Do you remember when the only musical instrument most children could play was the descant recorder?

Most children except me that is for I could never get more than a shrill screech out of the ancient instruments of torture that used to live in a bucket in the music block in my old grammar school.

The bucket was half filled with Dettol to prevent the spread of bugs amongst the hundreds of boys who sucked and blew on them every day, and in my experience, Dettol is not conducive to a sound musical development strategy.

I still cannot get a recognisable tune out of any musical instrument, unless you count a two-fingered Chopsticks on the piano, and a one-fingered Groovy Kind of Love from Wayne Fontana and the Mindbenders.

That’s why I am lost in awe at the keyboard skills of my grandchildren, who play exquisitely on their own, and even better when duetting.

My best friend at school was a top quality musician who could play multiple instruments, from piano, organ, trumpet and violin to a cool lead guitar.

I once went with him to Liverpool, where he was taking an exam on the revered organ at the Anglican cathedral in the lobscouse capital.

We got there much too early, and he passed the time by knocking out amazing versions of Hi-Lili, Hi-Lo and A Whiter Shade of Pale on the mighty organ, much to the puzzlement of tourists visiting the sacred site.

He recently retired as an examiner with one of the top music boards in the land, while I can still hardly play a note on anything.

I was lucky enough to be at an exclusive musical gathering some weeks ago featuring some of the very top names in Northumbrian folk music, including several members of the outrageously talented Tickell family, and a couple of former members of much missed Hexham folk band the Marras.

And among the highlights of the event were performances by two children on instruments a world away from the disinfectant soaked days of my youth.

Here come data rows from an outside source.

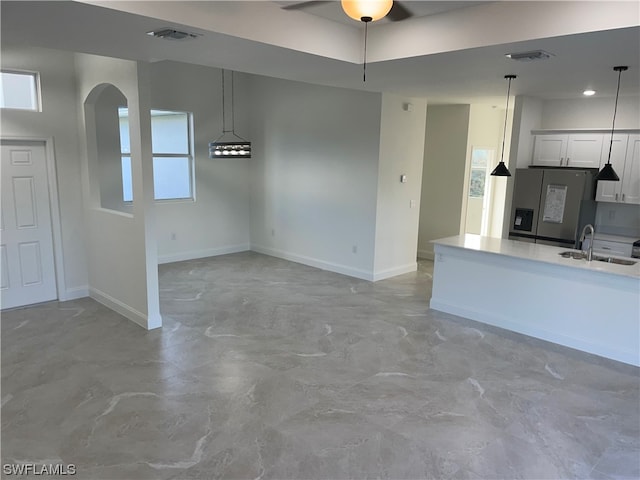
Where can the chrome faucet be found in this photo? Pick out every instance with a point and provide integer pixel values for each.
(589, 251)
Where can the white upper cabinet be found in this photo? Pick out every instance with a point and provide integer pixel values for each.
(580, 150)
(625, 160)
(550, 150)
(584, 150)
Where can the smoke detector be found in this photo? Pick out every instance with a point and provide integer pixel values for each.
(530, 56)
(171, 34)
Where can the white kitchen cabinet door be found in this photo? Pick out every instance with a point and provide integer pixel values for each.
(584, 150)
(550, 150)
(611, 191)
(630, 189)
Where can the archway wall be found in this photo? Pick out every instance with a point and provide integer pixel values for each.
(121, 245)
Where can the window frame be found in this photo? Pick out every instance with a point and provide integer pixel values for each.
(38, 90)
(189, 155)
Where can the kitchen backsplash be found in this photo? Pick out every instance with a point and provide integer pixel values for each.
(618, 219)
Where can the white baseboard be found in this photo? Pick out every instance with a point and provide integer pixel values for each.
(74, 293)
(208, 252)
(392, 272)
(426, 254)
(314, 262)
(121, 308)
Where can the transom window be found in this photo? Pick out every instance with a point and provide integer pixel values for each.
(19, 90)
(172, 155)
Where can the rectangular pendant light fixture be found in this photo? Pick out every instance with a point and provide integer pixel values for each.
(241, 149)
(234, 146)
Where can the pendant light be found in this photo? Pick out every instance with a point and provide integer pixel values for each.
(235, 147)
(501, 169)
(608, 173)
(366, 11)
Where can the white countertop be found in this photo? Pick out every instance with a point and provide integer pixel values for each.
(537, 252)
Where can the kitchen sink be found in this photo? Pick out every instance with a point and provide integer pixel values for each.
(598, 258)
(574, 255)
(617, 261)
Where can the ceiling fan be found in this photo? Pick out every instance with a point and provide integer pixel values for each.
(397, 13)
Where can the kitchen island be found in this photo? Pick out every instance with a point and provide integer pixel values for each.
(531, 289)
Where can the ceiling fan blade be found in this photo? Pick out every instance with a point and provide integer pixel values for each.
(398, 12)
(303, 5)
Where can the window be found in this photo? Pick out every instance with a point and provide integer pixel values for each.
(19, 90)
(172, 157)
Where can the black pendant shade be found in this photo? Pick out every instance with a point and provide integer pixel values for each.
(608, 173)
(501, 169)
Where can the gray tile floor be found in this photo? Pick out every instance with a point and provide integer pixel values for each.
(270, 369)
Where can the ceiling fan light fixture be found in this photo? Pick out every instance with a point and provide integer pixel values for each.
(359, 9)
(171, 34)
(529, 56)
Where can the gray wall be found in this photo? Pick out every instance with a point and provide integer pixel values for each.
(443, 174)
(314, 175)
(217, 221)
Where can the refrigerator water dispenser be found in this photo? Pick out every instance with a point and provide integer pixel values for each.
(523, 219)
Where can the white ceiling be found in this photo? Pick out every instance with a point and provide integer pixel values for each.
(456, 54)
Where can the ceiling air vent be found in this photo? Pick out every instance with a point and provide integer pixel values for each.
(530, 56)
(171, 34)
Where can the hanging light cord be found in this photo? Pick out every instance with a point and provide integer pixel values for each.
(233, 108)
(224, 121)
(506, 113)
(366, 21)
(615, 111)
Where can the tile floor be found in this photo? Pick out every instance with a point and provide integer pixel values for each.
(267, 369)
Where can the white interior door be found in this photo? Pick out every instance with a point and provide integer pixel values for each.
(26, 241)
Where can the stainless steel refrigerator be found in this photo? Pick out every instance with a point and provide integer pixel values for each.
(552, 205)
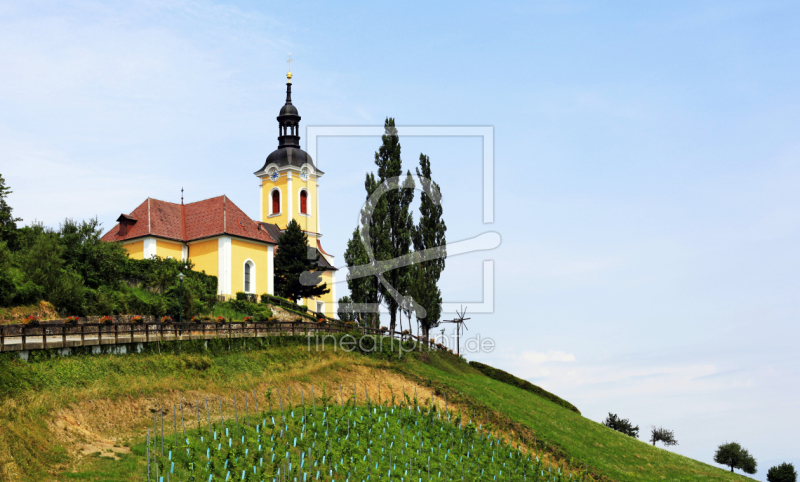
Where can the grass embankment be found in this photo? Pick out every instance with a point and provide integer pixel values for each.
(607, 452)
(84, 417)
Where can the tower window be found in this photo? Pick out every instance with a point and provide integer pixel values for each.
(276, 202)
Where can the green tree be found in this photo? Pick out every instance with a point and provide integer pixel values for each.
(621, 425)
(8, 289)
(782, 473)
(45, 274)
(394, 235)
(736, 457)
(8, 223)
(363, 289)
(292, 260)
(429, 237)
(98, 262)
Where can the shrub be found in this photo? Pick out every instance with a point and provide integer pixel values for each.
(736, 457)
(510, 379)
(31, 320)
(782, 473)
(621, 425)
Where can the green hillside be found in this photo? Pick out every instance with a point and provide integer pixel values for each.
(85, 417)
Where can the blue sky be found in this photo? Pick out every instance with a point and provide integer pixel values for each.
(647, 168)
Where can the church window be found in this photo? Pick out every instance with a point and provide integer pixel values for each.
(247, 274)
(276, 202)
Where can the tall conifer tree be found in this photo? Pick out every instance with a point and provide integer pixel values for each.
(292, 260)
(392, 236)
(429, 234)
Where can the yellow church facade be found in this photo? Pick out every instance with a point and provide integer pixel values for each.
(220, 239)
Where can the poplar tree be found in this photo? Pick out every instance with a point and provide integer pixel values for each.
(429, 234)
(292, 260)
(8, 223)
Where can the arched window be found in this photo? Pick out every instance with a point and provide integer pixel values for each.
(247, 267)
(276, 202)
(304, 202)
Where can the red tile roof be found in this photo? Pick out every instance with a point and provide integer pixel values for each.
(198, 220)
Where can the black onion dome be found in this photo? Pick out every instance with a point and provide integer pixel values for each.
(288, 156)
(288, 152)
(288, 109)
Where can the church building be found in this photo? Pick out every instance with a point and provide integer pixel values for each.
(222, 240)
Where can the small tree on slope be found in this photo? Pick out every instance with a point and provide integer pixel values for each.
(782, 473)
(660, 434)
(621, 425)
(292, 260)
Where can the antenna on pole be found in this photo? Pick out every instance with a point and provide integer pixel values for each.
(459, 321)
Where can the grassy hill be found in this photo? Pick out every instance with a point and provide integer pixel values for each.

One little girl played exquisitely on a harp as big as she was, and a young lad skirled away on the mouth-blown Scottish smallpipes,

It was a wonderful experience, augmented by lots of singing too, including selections from granddaughter Abbey, and various lachrymal Irish and Geordie ditties.

Cushie Butterfield and Fog on the Tyne rang out, and then came the moment I had been dreading, when I was asked if I would care to make some vocal contribution to the evening, either in the form of a song or recitation – it was that kind of night.

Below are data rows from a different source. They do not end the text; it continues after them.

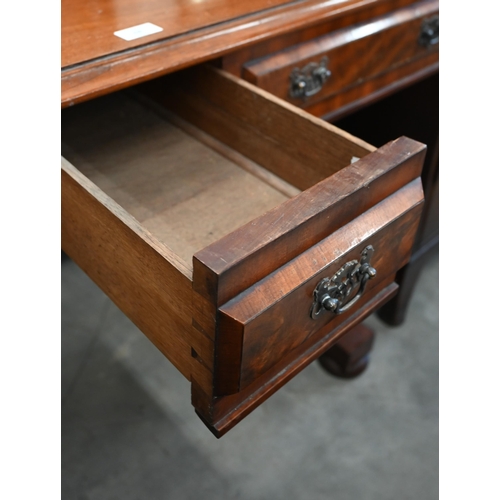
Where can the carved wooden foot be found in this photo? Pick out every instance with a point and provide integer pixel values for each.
(349, 357)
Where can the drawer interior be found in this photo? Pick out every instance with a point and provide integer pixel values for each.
(182, 184)
(202, 205)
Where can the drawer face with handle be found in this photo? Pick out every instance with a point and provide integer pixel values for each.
(242, 235)
(322, 67)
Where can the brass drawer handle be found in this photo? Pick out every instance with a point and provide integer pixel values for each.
(429, 32)
(310, 79)
(332, 294)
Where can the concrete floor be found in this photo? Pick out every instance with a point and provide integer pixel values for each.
(129, 431)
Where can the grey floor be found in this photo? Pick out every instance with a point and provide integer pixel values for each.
(129, 431)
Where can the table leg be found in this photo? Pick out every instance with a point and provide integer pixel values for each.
(349, 357)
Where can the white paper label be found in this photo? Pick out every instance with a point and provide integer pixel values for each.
(138, 31)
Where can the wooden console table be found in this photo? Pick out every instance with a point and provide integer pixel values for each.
(205, 191)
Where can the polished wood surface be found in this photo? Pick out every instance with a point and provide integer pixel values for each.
(222, 414)
(199, 197)
(88, 26)
(260, 126)
(240, 259)
(178, 188)
(377, 46)
(147, 190)
(126, 67)
(414, 112)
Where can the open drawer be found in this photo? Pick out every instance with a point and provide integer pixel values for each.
(239, 233)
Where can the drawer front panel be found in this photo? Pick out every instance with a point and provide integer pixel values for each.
(273, 317)
(352, 56)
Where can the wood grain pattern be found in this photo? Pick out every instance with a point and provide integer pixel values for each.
(88, 27)
(354, 98)
(272, 318)
(376, 46)
(180, 190)
(127, 67)
(223, 414)
(234, 61)
(129, 264)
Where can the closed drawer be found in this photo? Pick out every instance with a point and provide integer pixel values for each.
(335, 63)
(210, 211)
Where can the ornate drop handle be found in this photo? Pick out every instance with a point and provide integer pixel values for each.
(310, 79)
(429, 32)
(332, 294)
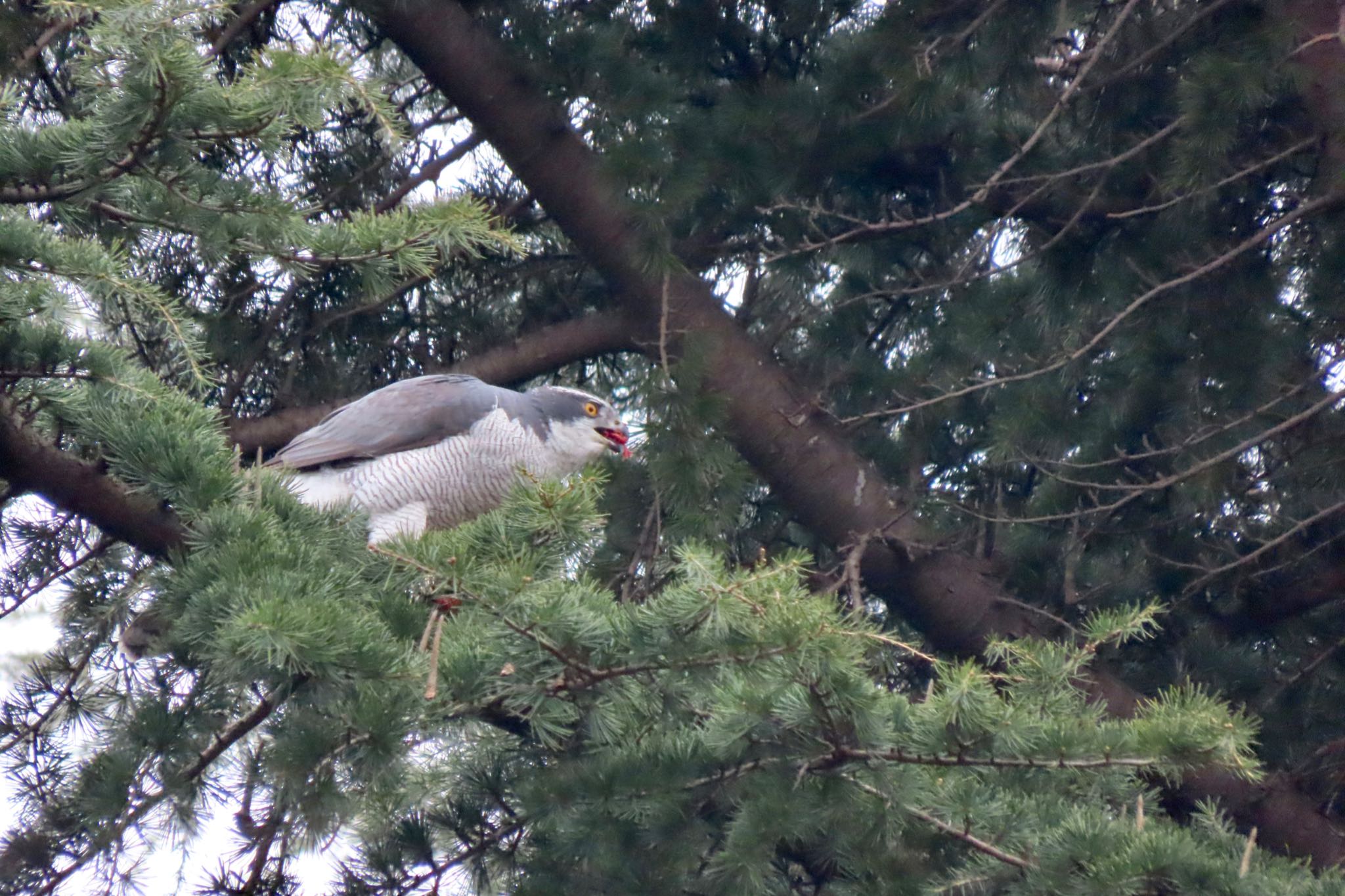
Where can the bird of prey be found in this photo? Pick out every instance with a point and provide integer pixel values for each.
(433, 452)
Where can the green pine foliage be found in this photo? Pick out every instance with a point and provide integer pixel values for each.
(1091, 333)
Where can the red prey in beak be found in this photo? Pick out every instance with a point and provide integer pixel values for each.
(617, 441)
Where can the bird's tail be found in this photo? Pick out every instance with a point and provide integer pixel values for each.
(322, 488)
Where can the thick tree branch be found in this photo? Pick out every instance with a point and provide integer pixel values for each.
(33, 465)
(774, 422)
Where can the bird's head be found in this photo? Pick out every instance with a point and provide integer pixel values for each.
(588, 418)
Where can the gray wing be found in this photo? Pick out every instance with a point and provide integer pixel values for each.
(401, 417)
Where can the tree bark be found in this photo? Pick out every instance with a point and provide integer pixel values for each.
(775, 423)
(527, 356)
(32, 465)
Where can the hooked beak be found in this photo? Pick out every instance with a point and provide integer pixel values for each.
(617, 440)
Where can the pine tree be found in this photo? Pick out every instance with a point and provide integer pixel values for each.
(986, 542)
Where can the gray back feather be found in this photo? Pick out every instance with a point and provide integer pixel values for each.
(408, 416)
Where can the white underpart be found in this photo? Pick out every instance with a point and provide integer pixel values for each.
(447, 484)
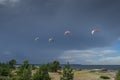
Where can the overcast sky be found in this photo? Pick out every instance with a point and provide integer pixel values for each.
(22, 21)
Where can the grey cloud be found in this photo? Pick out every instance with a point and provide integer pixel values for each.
(50, 18)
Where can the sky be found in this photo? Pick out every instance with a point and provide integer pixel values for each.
(27, 25)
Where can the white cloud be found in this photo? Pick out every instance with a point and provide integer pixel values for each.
(8, 2)
(107, 61)
(88, 56)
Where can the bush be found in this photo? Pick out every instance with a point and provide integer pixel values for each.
(67, 73)
(117, 75)
(53, 67)
(104, 77)
(24, 71)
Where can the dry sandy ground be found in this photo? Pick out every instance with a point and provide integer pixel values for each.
(86, 75)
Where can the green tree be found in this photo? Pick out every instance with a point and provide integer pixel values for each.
(53, 67)
(117, 75)
(67, 73)
(42, 73)
(24, 72)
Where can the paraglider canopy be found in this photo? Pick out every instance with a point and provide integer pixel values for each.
(67, 33)
(94, 30)
(37, 38)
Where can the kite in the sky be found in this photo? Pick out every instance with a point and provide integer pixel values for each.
(67, 33)
(37, 38)
(94, 30)
(51, 40)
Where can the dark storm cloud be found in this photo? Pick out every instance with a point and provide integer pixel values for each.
(20, 24)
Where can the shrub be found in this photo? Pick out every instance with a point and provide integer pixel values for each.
(117, 75)
(42, 73)
(104, 77)
(67, 73)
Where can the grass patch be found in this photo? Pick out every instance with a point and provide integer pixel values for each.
(104, 77)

My singing has been described variously as sounding like a halfpenny trumpet, or a great black-backed gull passing a pine cone, but lubricated by several cans of Stella Artois, I agreed to give it a go.

I toyed with giving them my celebrated rendition of Marriott Edgar’s brilliant monologue about what happened when young Albert Ramsbottom was foolish enough to bung his stick with the horse’s head handle into the ear of Wallace, the slumbering lion at Blackpool Zoo, but realised I only knew about a quarter of the words.

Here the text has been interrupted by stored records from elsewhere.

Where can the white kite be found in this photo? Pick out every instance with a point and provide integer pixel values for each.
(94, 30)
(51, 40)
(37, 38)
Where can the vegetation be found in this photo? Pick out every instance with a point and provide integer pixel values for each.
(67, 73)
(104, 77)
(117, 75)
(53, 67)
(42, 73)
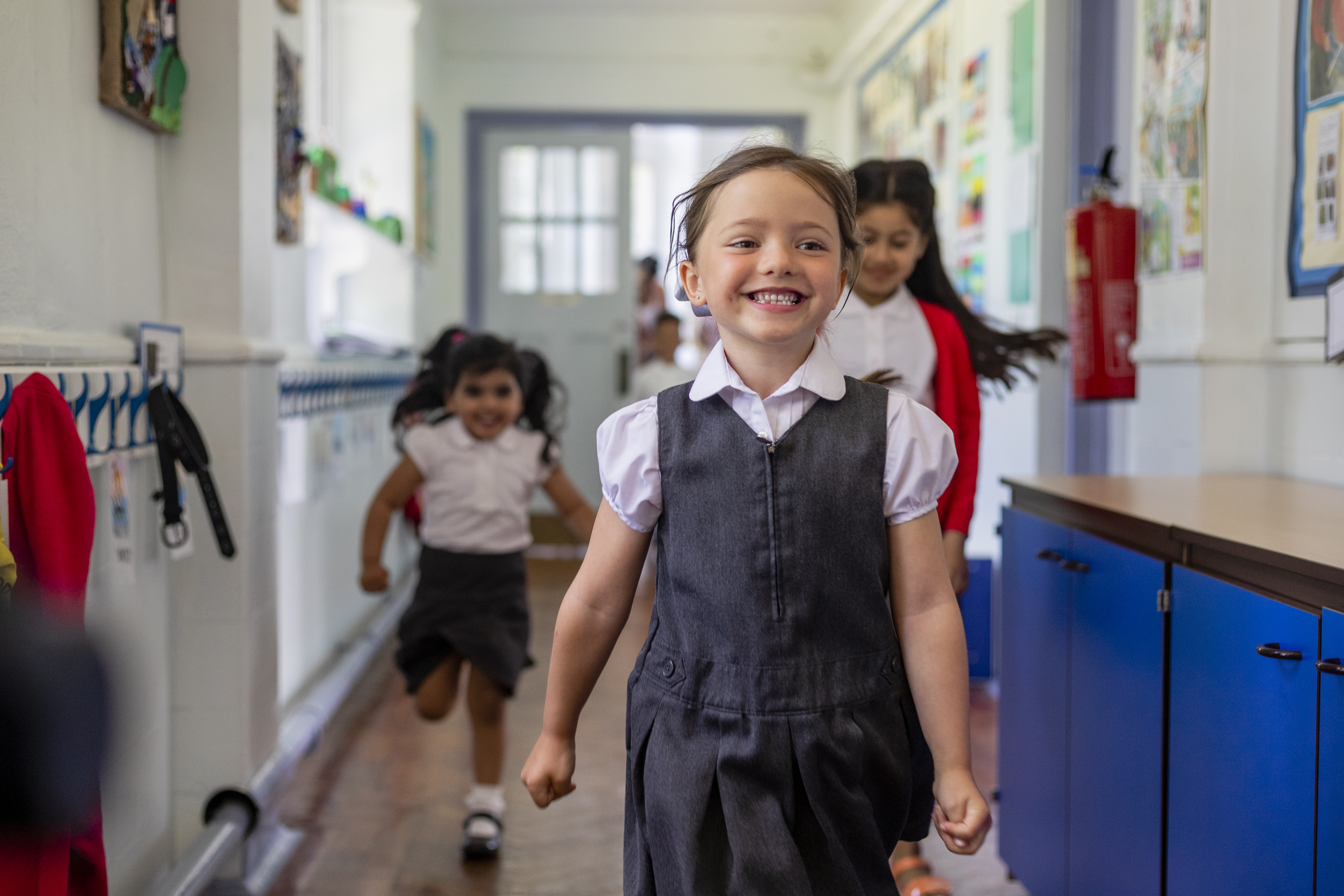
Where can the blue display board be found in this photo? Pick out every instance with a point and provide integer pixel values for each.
(1316, 240)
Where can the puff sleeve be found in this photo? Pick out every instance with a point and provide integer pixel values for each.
(921, 460)
(628, 464)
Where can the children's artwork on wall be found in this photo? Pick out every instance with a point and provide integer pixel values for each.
(971, 197)
(1155, 233)
(290, 146)
(424, 187)
(1171, 136)
(975, 98)
(905, 100)
(971, 279)
(1316, 251)
(140, 72)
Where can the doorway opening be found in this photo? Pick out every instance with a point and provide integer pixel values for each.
(562, 209)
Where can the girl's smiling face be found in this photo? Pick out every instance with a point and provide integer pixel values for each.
(769, 261)
(893, 245)
(487, 404)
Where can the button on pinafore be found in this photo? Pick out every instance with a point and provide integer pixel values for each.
(772, 742)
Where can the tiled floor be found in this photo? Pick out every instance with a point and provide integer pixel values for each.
(382, 798)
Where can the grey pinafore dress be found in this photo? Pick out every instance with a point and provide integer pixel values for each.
(772, 742)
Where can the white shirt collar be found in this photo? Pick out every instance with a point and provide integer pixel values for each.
(506, 441)
(900, 304)
(819, 374)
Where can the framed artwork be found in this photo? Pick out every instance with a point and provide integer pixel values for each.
(424, 186)
(1315, 248)
(290, 146)
(142, 73)
(906, 100)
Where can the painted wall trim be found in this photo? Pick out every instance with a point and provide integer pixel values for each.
(482, 121)
(53, 347)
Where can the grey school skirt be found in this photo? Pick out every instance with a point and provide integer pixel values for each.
(470, 604)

So I dug deep into the memory banks to come up with a Lancashire song which I suppose will seldom have been sung in the North Tyne before.

I somehow managed to get through The Rawtenstall Annual Fair, but as Mrs Hextol noted, I was shaking like an aspen in a hurricane, partly through sheer terror at performing before such exalted company, and partly because I wasn’t entirely sure I could remember all the words from a song I hadn’t heard in about 40 years.

There were probably only a couple of dozen people or so in the room, most of whom I was related to or I had known for many years, but it was still one of the most nerve-wracking experiences of my life.

Abbey, who has sung before thousands at Bellingham Show and elsewhere, was open-mouthed while Mrs Hextol was firing mind bullets at me in case the song was a rugby song, not to be sung to an audience containing many impressionable youngsters.

However, I am pleased to say the song appeared to go down reasonably well – and the shaking stopped after only a few days.